Kesulitan Zott dengan interaksi kelompok, caranya berkomunikasi yang sangat lugas, dan fokusnya yang intens pada pekerjaannya, semuanya menunjukkan ciri-ciri yang sering terlihat pada autisme. Ada juga perasaan bahwa dia tidak selalu menyadari bagaimana orang lain memandangnya. Misalnya, ketika dia mendapatkan kesempatan untuk menjadi pembawa acara acara memasak, dia mengintegrasikan kimia dalam memasak, mengajarkan audiens tentang ilmu pengetahuan sambil menyiapkan makanan. Dalam salah satu adegan, dia berkata, “Saya bukan seorang koki.

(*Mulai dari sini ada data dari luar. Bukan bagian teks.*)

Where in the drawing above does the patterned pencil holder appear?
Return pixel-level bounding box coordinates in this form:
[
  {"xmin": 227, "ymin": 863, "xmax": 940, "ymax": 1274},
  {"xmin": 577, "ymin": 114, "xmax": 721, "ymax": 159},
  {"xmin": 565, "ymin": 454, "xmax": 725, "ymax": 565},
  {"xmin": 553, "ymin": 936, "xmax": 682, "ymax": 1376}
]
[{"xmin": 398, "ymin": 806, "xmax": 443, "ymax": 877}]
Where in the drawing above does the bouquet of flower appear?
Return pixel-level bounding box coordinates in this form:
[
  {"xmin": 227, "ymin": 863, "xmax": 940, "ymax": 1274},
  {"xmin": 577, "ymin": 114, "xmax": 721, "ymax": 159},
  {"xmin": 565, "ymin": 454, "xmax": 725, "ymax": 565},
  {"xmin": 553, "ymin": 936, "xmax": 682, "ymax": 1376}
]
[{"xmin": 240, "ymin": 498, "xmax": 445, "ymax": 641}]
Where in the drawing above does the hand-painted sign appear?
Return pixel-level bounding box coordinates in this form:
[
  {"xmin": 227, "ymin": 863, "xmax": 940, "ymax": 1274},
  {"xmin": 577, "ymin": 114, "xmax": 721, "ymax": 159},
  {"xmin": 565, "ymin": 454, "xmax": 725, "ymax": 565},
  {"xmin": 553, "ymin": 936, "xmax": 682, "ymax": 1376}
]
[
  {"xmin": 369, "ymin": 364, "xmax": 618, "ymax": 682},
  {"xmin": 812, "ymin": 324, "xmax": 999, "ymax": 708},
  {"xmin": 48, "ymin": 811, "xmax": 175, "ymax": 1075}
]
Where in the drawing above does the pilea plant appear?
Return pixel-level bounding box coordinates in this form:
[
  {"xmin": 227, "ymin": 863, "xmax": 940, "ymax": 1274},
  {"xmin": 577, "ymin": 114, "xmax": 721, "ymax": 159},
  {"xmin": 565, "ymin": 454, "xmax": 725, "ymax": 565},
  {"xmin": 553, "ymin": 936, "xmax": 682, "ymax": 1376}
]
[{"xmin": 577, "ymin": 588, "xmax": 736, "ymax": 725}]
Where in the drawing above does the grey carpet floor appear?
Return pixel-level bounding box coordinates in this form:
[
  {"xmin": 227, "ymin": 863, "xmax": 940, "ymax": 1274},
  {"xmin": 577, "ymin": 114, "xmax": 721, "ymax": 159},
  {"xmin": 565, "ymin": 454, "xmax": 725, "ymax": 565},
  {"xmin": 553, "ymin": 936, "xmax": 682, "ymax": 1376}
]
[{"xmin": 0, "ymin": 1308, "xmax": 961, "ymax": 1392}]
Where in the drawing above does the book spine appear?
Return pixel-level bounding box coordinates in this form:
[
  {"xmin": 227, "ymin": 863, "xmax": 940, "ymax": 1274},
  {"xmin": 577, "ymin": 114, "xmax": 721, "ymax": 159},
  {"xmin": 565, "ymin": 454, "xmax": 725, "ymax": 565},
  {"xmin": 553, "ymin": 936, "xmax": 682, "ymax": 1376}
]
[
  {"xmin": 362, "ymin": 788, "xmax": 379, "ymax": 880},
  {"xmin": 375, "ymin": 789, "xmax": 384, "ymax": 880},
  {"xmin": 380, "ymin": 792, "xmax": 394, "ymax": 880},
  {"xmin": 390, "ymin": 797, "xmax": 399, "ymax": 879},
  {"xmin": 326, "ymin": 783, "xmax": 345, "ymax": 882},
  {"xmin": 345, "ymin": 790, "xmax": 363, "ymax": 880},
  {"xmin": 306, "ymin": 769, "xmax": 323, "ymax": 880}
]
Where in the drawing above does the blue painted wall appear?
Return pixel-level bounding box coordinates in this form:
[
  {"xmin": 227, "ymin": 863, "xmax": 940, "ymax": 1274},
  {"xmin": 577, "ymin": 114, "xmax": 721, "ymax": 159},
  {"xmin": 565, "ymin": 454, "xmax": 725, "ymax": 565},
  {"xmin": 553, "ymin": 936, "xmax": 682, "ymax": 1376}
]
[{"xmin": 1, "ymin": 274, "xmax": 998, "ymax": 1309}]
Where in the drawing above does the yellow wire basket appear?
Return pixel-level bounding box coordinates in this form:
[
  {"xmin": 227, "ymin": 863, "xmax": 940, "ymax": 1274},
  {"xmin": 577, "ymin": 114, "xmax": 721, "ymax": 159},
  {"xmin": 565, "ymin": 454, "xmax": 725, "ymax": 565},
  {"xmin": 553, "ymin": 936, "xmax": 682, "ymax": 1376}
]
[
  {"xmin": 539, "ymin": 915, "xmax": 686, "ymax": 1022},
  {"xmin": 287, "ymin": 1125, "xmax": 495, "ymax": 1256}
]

Saya seorang ahli kimia dalam acara memasak.” Ketidakpeduliannya terhadap peran tradisional seorang wanita sebagai koki dan kemampuannya untuk melihat dunia melalui lensa ilmu pengetahuan adalah simbol bagaimana dia menavigasi dunia yang tidak selalu memahaminya.
Penutup
Lessons in Chemistry mengungkapkan ketegangan gender yang sangat kuat di tahun 1960-an, namun jika kita melihatnya dari sudut pandang Indonesia saat ini, kita masih bisa melihat banyak kesamaan dalam tantangan yang dihadapi oleh perempuan, terutama dalam dunia kerja, pendidikan, dan representasi sosial. Meskipun ada kemajuan yang signifikan dalam hal hak-hak perempuan dan kesetaraan gender di Indonesia, banyak dari hambatan yang digambarkan
Dalam novel ini masih relevan hingga sekarang. Seperti Zott, perempuan Indonesia masih berjuang untuk memecahkan batasan yang ditentukan oleh gender dan untuk mencapai ruang yang lebih besar dalam masyarakat dan dunia profesional. Dengan memahami perjuangan Zott, kita dapat lebih menghargai betapa jauh perjalanan yang masih harus ditempuh oleh perempuan, baik di Amerika maupun di Indonesia, untuk mendapatkan kesetaraan yang sejati.